When Germany had its own #RhodesMustFall moment

Ropke and Friedrick Hayek

In 1967, West Germany had its own #RhodesMustFall moment. In September of that year, socialist students tore down the monuments to colonial leaders Hans Dominik and Hermann von Wißmann that stood in front of their university. One statue was carried across the street, propped up in the cafeteria, painted red, and hung with a collection box for protesters’ legal fees. A leftist magazine had predicted the moment five years earlier. A photomontage in konkret magazine showed a black hand with a saw digging its teeth into the statue’s plinth. The text of the article read: “Word is getting around. Old Europe is no longer the center of the world.”

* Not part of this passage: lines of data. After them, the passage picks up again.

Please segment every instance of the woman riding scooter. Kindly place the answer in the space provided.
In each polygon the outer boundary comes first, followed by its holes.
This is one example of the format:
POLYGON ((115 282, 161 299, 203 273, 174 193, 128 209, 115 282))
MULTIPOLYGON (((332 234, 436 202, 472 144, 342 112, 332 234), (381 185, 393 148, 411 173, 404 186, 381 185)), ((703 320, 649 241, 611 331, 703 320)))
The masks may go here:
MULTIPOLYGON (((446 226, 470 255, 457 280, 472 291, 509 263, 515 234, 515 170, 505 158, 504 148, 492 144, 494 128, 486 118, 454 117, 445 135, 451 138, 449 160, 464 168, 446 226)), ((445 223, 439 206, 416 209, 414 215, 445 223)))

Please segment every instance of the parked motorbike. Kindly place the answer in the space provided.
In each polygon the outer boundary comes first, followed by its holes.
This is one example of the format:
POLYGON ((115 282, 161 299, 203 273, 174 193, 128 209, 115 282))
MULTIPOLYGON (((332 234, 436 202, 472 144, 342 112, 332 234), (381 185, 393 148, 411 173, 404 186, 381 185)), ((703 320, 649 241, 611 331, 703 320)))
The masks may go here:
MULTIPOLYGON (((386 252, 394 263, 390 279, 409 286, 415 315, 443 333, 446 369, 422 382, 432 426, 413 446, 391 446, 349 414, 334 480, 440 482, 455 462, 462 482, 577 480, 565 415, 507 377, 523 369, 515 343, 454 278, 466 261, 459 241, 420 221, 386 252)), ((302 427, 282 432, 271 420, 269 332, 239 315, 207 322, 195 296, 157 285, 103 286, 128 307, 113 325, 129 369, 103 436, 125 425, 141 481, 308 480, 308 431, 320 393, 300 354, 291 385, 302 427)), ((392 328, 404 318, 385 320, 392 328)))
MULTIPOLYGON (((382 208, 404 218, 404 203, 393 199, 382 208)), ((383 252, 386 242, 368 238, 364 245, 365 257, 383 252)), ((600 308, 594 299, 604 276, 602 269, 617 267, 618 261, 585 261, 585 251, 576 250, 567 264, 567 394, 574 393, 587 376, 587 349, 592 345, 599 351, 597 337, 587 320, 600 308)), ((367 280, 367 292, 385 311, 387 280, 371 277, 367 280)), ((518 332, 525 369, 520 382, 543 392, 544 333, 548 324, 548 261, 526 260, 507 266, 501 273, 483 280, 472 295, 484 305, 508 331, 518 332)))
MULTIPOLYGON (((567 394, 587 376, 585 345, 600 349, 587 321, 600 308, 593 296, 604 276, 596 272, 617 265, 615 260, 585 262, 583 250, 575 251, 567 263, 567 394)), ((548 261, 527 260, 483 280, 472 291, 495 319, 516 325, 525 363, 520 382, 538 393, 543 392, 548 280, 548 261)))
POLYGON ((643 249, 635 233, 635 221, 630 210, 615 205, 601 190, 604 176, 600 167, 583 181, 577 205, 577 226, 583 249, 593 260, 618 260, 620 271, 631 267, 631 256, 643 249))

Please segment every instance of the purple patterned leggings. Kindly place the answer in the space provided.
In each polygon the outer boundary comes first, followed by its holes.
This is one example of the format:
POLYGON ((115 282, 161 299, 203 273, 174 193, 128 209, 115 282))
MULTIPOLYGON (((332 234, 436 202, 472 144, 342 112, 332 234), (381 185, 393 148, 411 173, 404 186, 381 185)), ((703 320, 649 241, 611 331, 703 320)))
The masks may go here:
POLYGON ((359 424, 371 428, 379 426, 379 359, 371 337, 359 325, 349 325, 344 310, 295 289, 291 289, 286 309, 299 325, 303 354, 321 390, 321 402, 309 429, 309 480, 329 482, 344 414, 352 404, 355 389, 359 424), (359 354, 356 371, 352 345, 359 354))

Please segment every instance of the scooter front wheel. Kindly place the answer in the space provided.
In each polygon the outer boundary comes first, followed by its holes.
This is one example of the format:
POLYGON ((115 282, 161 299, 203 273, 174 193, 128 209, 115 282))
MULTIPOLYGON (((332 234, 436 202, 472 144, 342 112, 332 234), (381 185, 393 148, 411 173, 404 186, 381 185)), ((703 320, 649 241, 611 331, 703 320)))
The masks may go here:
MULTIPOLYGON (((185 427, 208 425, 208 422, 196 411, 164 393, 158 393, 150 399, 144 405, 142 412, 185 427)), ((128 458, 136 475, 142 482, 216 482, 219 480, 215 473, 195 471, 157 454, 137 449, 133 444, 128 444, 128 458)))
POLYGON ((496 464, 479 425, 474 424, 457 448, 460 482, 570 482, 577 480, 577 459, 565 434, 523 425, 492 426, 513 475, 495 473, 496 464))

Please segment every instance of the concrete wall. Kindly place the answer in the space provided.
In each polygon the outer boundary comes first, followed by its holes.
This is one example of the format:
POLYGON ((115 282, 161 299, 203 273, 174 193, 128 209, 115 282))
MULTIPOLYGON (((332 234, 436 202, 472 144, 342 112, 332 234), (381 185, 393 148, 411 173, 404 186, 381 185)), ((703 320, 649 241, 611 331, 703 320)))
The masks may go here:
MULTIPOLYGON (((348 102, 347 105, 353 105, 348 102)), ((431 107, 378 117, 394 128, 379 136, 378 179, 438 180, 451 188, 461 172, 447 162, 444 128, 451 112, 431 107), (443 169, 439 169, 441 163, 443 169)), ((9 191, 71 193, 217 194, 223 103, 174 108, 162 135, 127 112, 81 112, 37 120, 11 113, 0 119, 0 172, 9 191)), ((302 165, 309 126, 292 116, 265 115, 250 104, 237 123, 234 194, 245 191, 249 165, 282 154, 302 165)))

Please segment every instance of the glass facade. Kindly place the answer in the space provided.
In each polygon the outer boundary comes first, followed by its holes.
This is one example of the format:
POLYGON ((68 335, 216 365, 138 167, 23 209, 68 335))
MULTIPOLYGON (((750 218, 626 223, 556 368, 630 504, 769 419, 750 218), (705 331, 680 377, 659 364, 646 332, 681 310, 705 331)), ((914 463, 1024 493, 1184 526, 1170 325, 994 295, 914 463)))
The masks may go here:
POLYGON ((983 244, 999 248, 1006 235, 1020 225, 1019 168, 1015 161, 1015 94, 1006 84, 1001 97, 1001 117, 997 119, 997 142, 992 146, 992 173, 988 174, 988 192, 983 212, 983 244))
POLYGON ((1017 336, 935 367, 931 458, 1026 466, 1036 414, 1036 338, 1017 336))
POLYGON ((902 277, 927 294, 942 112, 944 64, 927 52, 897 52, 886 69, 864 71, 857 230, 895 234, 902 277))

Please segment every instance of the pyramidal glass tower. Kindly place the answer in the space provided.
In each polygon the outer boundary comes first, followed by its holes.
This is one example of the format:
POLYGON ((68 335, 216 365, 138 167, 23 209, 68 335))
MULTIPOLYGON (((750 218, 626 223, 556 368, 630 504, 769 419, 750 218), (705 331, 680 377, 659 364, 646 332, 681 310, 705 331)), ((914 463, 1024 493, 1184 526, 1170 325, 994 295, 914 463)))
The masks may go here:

Black and white hands collaborated to dismantle the legacies of colonialism in 1960s West Germany. One of the first political issues the previously apathetic white German students turned to was South Africa, rallying around their fellow student Neville Alexander, who had completed a Ph.D in German literature when he returned to political struggle in South Africa after the 1961 Sharpeville Massacre. His opposition to apartheid earned him a decade in Robben Island prison. German students raised over 40,000 deutsche marks for his legal fees and carried signs through West Berlin reading “He Who Supports Apartheid Sanctions Auschwitz.”

It was not hard to find supporters of apartheid in post-fascist Germany. Among their most vocal was an economist who is hailed as one of the intellectual fathers of the West German social market economy, Wilhelm Röpke. In 1964, foreign students gathered in protest when Röpke came to the University of Zurich to give a talk titled “South Africa: An Attempt at a Positive Appraisal.”

Röpke’s talk was openly racist. He said that full equality was impossible because “the South African Negro is not only a man of an utterly different race but, at the same time, stems from a completely different type and level of civilization.” Equality for the black population, he said, would mean “national suicide.” He felt that South Africa must remain a white stronghold, calling for “a Zambezi line” to “divide the black-controlled northern part of the continent from the white-controlled south.” For reasons of racial superiority, economics and Realpolitik, Röpke felt that white supremacy had to persist in South Africa. The South African government loved his analysis. They ordered twenty thousand off-prints of the pamphlet for distribution in the U.S., three further translations and sixteen thousand copies of the book in which it was to appear.

In histories of the 1960s, the Congolese, Sudanese, South African, Ethiopian and Angolan protesters who were part of the West German and Swiss student movement are largely absent. Yet Röpke is routinely praised in history books and newspapers, with barely a mention of his racism. He even has a statue of his own. Not to give anyone any ideas.